Most GenAI demos look great. Production is where things break.
I have shipped GenAI features into real products - not hackathon demos, not internal tools, but user-facing features that needed to work reliably under load. The gap between a working prototype and a production system is wider in AI than in any other area of software engineering. Here is the checklist I use to cross that gap.
Evals come first. Before you optimize prompts, before you fine-tune, before you do anything, you need a way to measure whether the model is doing what you want. I build evaluation datasets from real user inputs, label the expected outputs, and run every prompt change against this dataset. Without evals, you are tuning by vibes. Vibes do not scale.

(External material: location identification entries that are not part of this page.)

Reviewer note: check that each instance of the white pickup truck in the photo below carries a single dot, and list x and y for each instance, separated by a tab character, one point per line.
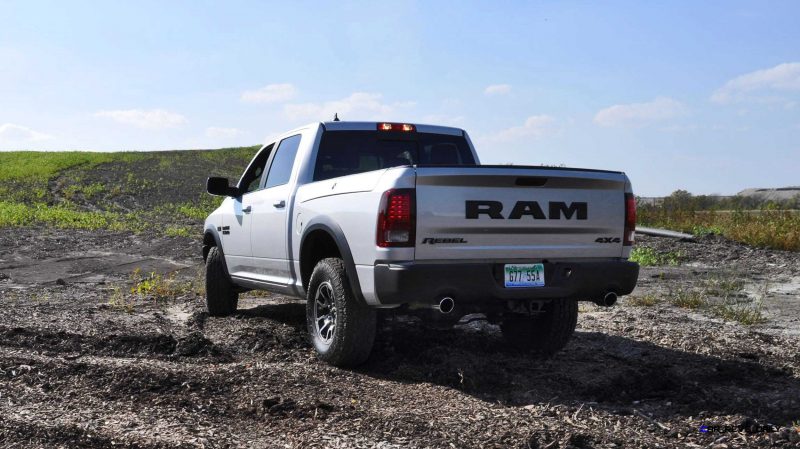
359	216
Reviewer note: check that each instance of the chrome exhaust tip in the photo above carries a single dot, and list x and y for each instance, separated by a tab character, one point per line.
446	305
608	300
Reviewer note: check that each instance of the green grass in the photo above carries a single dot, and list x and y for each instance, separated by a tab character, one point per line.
688	298
59	216
776	229
649	257
84	190
721	295
647	300
27	165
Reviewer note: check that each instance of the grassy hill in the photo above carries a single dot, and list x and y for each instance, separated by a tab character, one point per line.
162	192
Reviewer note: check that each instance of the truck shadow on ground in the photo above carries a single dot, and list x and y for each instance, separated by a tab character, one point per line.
612	371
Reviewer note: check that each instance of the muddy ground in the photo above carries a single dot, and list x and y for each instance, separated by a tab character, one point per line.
78	370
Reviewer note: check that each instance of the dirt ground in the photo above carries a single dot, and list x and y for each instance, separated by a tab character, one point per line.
76	371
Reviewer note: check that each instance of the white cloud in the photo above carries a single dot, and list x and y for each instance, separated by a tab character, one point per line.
18	134
271	93
145	119
640	114
535	126
358	106
782	77
442	119
497	89
216	132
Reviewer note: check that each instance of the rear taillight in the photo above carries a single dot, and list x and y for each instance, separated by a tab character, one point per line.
630	219
397	219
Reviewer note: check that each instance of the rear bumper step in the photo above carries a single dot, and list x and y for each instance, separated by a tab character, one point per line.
476	283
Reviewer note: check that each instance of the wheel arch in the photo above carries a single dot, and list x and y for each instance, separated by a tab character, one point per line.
323	238
210	239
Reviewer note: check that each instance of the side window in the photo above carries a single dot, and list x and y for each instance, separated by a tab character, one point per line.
252	177
282	163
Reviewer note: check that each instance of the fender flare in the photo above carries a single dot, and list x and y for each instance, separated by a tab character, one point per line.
333	229
210	230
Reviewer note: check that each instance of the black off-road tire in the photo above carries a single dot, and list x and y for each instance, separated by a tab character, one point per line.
221	295
355	323
545	333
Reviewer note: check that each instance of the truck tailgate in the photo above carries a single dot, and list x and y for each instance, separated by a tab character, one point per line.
507	213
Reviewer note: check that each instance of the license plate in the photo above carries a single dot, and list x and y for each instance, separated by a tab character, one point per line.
524	275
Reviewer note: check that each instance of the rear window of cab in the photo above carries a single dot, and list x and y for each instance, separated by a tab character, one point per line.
343	153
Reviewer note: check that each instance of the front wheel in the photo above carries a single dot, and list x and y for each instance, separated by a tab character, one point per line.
221	296
342	329
546	332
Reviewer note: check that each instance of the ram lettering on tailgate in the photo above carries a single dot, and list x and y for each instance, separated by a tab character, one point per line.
555	209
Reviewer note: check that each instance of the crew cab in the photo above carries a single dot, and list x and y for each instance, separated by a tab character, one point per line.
355	217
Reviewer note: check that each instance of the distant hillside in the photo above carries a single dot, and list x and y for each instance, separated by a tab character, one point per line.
778	194
161	191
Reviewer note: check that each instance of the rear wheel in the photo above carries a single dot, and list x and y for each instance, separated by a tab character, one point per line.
221	296
546	332
342	329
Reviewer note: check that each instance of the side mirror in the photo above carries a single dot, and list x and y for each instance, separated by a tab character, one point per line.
219	186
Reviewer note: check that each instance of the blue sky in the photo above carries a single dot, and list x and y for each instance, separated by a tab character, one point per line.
703	96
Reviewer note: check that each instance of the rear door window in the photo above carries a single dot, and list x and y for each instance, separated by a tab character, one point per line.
281	169
343	153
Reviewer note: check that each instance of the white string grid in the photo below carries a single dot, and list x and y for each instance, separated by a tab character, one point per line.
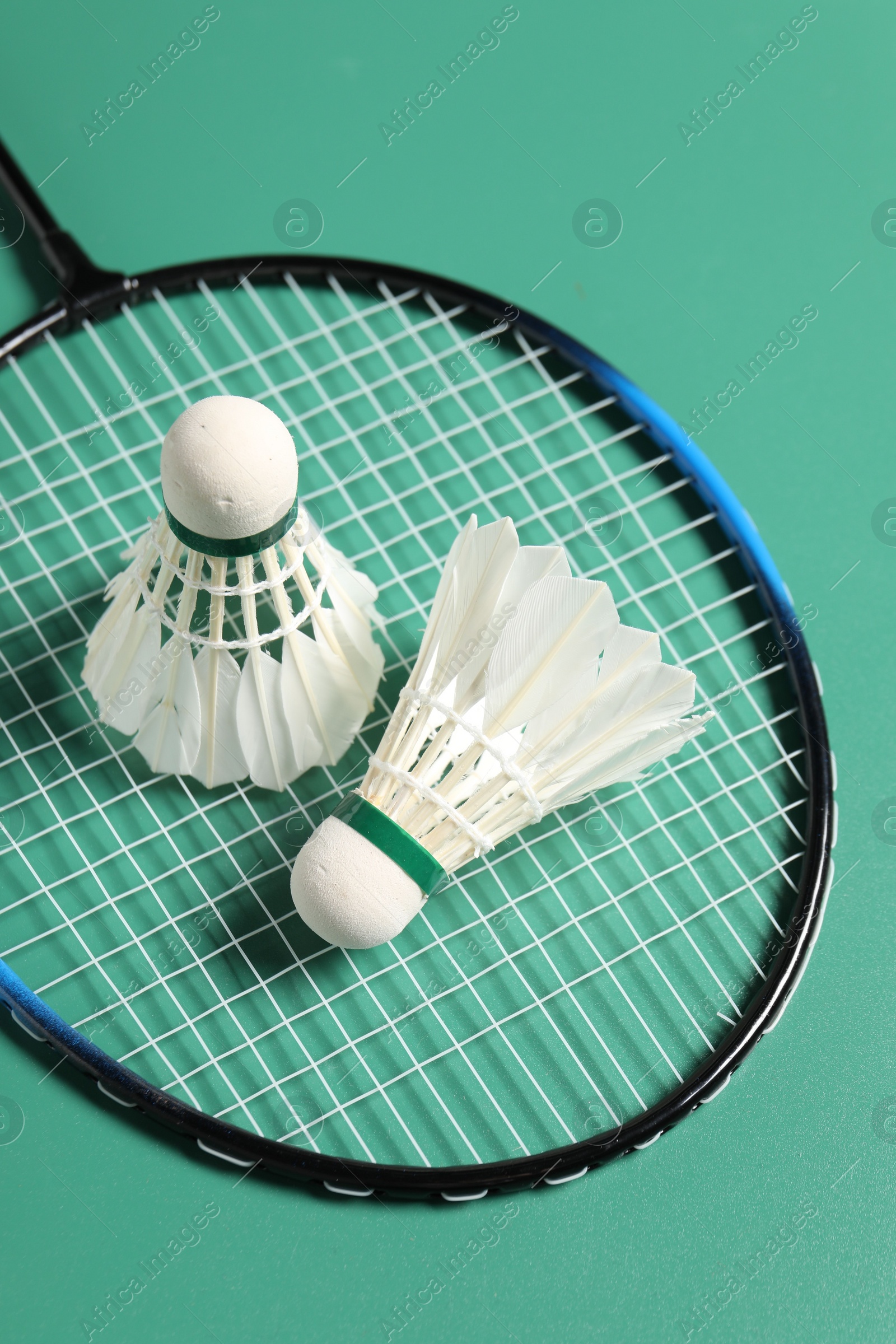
561	984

Prompt robustness is the second item. Your prompt will encounter inputs you did not anticipate. Users will paste in entire documents, send empty strings, include emoji, mix languages, and try to jailbreak the model. I stress-test prompts with adversarial inputs before launch. The goal is not perfection. It is graceful handling. The model should produce a useful response or a clear refusal, never garbage.
Safety rails are non-negotiable. I run model outputs through a validation layer before showing them to users. This includes content filtering, format validation, and domain-specific checks. If the model is supposed to return JSON, I parse and validate the JSON. If it is supposed to generate a product description, I check that it does not contain competitor names or inappropriate content. Trust but verify.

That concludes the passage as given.